Will Ferrell proves his worth as a real actor in Stranger than Fiction (on DVD since Feb. 27) in which he plays Harold Crick, a boring IRS agent whose life becomes meaningful when he realizes that he is the main character is somebody’s book.
Crick hears a narrator in his head who is narrating his own actions and thoughts, and at first thinks he’s crazy. He then consults Jules Hilbert (Dustin Hoffman), a literature professor who analyzes Crick’s narrator in style and word choice. Hoffman and Ferrell are brilliant together, with Hoffman being sardonically humorous and Ferrell using his talent in physical comedy through perfect facial expressions for his befuddled character.
Meanwhile the narrator and author, Kay Eiffel (Emma Thompson) is unaware that her character is human flesh and blood and is trying to figure out the best way for him to die at the end of the book. With her assistant (Queen Latifa), she goes out to “research” different deaths as a way of combating her writer’s block. The dark humor works and Thompson and Latifa play off each other well with intelligent dialogue written by Zach Helm.

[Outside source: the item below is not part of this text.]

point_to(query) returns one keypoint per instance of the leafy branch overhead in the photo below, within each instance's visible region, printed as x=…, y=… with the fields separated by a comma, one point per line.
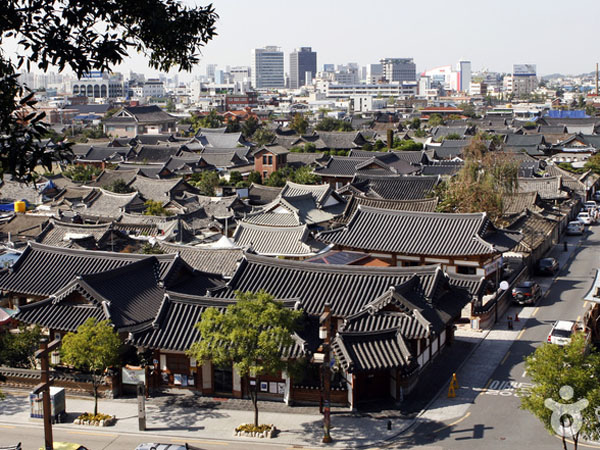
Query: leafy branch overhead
x=84, y=36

Balancing things out is a cute, but predictable romance. Crick falls for the woman he is auditing, Ana Pascal (Maggie Gyllenhaal). The movie gets away with its predictability because it can blame in on the fiction writer, Kay Eiffel. It’s clever, and it works as long as you don’t think too hard about what the movie is all about. Go along for the ride. It attempts at depth with questions of mortality and the “meaning of life.” But this is no Ingmar Bergman (let alone Woody Allen), so don’t think this a substitute this for your philosophy reading. It’s a smart, funny comedy with a stellar cast and a lot of laughs.